# Networking, HTTP, web services

## ISO/OSI model

![](img/iso.png)

## TCP/IP model in relation to ISO

![](img/tcp_ip.png)

As application developers, we are interested in:

 - Transport protocols (TCP or UPD) - implemented by OPERATING SYSTEM libraries and kernel
 - Application protocols (like HTTP or HTTPs) - implemented by our APPLICATION

## TCP and UDP

  - both are associated with IP address and port number
  - UDP messages (also called datagrams) are "fire and forget". delivery of messages are not guaranteed
  - TCP controls order of messages and deliverability (error checking)
    
Cases for using UDP:

  - Gaming network code
  - Telemetry data collection from thin (IoT) devices
  - Gathering image frames from monitoring cameras
  - Other cases when deliverability / order of messages is not critical, but performance is

![](img/tcp_udp_protocol.png)

## Addressing

IPv4 addresses:

  - dotted decimal notation - denotes a single address  
    * 192.168.1.1       
    * 127.0.0.1       
    * 10.10.1.55
       
  - prefix notation - denotes a group of addresses (subnetwork)
    * 192.147.0.0/24


IPv6 addresses:

  - hexadecimal notation
    * 2001:db8:85a3:8d3:1319:8a2e:370:7348
    
  - prefix notation
    * 2001:db8:1234::/48


Port number:

  - 16-bit unsigned number (0-65535).

Host names, like "google.com" are NOT IP addresses. They are resolved by an application-level protocol DNS.

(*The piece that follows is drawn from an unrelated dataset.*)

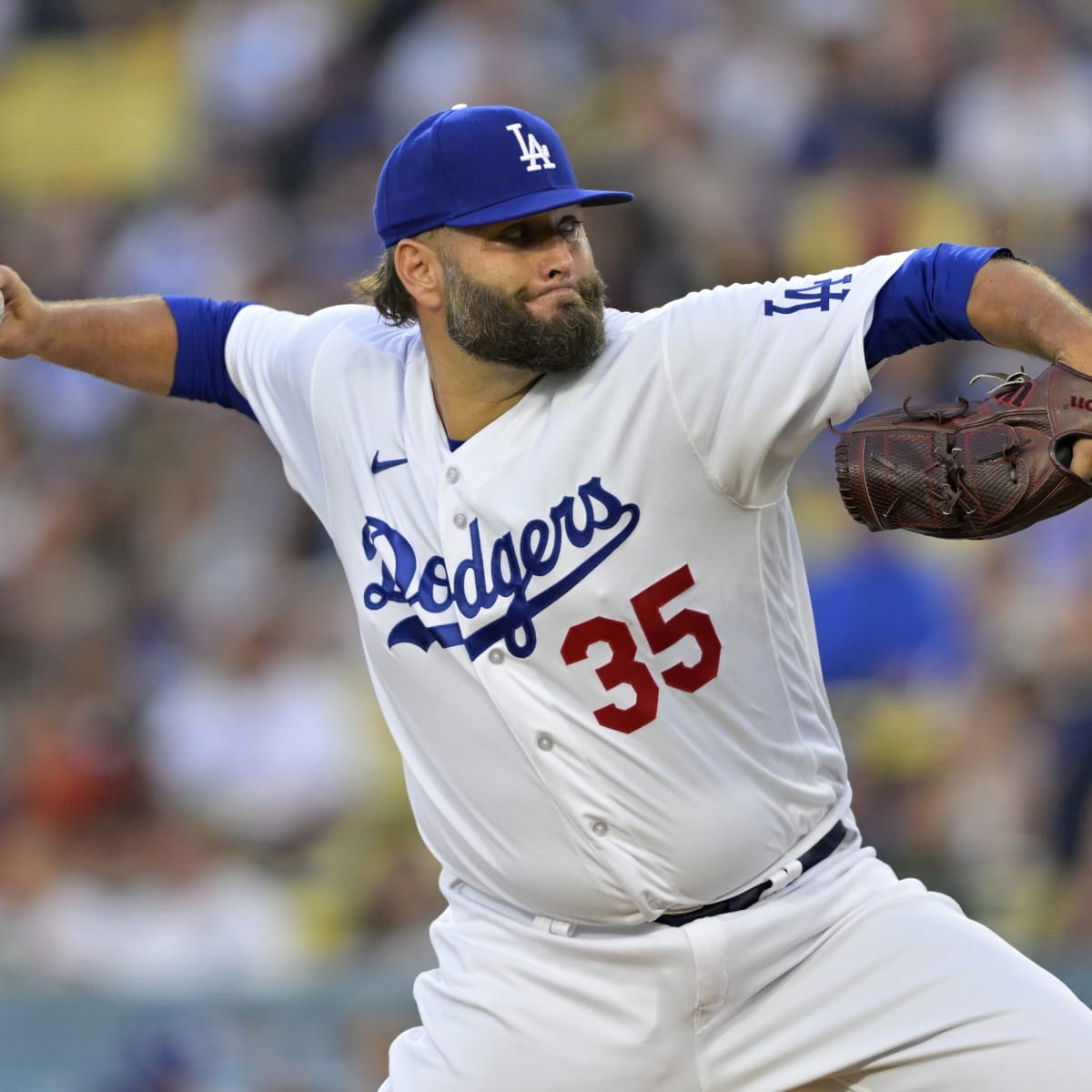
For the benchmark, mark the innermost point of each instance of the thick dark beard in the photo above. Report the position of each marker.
(497, 327)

Connection are ALWAYS made to ip ADDRESS (and port).


### Network interfaces

- a piece of hardware (can be virtual or emulated) that provides network communication 
- network address (including IP addresses) belong to that interface
- single interface can have more than 1 addresses
- an address will always have a network interface where it belongs to.
- single machine can have multiple interfaces


### LOOPBACK INTERFACE (LOCALHOST)

- 127.0.0.1
- ::1
- localhost (can have more aliases, like localhost.localdomain)

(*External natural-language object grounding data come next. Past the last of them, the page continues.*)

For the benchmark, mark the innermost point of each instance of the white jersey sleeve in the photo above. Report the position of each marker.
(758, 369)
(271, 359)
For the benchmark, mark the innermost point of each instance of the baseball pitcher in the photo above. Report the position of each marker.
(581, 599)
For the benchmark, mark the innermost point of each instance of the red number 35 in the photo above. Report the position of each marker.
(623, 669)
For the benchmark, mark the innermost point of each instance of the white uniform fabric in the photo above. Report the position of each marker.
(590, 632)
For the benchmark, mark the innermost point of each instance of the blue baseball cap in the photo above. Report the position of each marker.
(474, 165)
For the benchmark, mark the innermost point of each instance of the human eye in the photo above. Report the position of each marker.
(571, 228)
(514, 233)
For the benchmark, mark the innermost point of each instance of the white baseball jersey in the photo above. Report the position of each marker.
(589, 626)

a special address (and hostname) referencing to current machine.
Important that it's a separate _interface_.

One common error related to that is when running containers or virtual machines on your local PC, they cannot connect to the host machine by specifying "localhost" or "127.0.0.1" - that address will reference themselves instead of host.

### PORT NUMBERS

- 0 - 65535
- under 1024 - reserved ("well-known" or system ports) - do not use them for your application
- higher than 1024 - some ports are "registered" in IANA.



## SOCKETS

Abstraction of a "data tunnel" between network endpoints.

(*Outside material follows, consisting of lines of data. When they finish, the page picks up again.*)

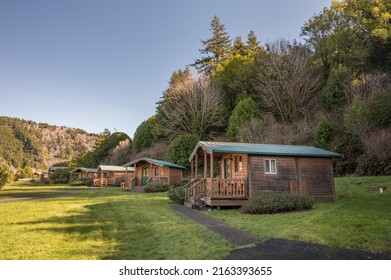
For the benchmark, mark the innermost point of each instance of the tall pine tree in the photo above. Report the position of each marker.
(217, 48)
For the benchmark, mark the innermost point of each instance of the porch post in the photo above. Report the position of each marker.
(135, 175)
(205, 165)
(211, 166)
(196, 167)
(192, 169)
(126, 174)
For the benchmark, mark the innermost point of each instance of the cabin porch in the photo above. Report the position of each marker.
(217, 179)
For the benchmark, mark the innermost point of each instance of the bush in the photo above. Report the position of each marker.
(4, 175)
(274, 202)
(181, 148)
(156, 187)
(82, 182)
(177, 195)
(60, 176)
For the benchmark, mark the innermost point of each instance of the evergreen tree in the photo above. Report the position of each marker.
(323, 133)
(246, 110)
(217, 48)
(333, 94)
(239, 47)
(356, 117)
(4, 175)
(253, 45)
(181, 148)
(144, 135)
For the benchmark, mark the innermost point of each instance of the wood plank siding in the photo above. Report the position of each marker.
(306, 176)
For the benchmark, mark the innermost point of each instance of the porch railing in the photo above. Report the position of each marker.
(226, 188)
(216, 188)
(158, 179)
(103, 181)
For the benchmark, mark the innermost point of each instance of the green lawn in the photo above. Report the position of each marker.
(110, 223)
(107, 223)
(359, 219)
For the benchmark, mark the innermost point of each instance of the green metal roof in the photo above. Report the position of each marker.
(157, 162)
(263, 149)
(84, 169)
(113, 168)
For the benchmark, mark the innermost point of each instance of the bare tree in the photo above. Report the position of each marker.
(193, 105)
(288, 86)
(121, 153)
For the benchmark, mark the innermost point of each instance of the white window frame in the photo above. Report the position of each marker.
(271, 171)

- server "listens" for accepting connections, client "connects" to remote address and port
- after communication is established, both sides can read from socket and send data to it.
- communication is bidirectional

![](img/sockets.png)

Note that we did not specify what is actually sent and written. It's up to application and is denoted with _application-level protocol_.

more details:

- by default, data sent and received is "raw"
- reads can be "blocking" and "non-blocking"
- anothe important parameter for sockets is "timeout"

In [None]:
# in python:
# server:
import socket

s = socket.socket(socket.AF_INET, socket.SOCK_STREAM)
s.bind(("0.0.0.0", 9000))
s.listen(1)
        
while True:
    conn, addr = s.accept()
    print("Received connection from", addr)
    conn.send(f"Hello {addr}\n".encode())
    conn.close()
    


In [11]:
# client:
import socket
s = socket.socket()
s.connect(("127.0.0.1", 9000))
print(s.recv(1024))
s.close()

b"Hello ('127.0.0.1', 52548)\n"


To be able to serve multiple connections at once, in python we can

 - .accept() connections in loop
 - open a new thread with connection handler for processing

But usually is better to use higher-level frameworks, as they tend to be more optimized. Operating systems have more mechanisms of controlling and checking communication state.

- whether new connections arrived
- whether new data appeared available to read, etc.

Usually as python programmers we dont need to go that deep. Raw socket programming with python is rare.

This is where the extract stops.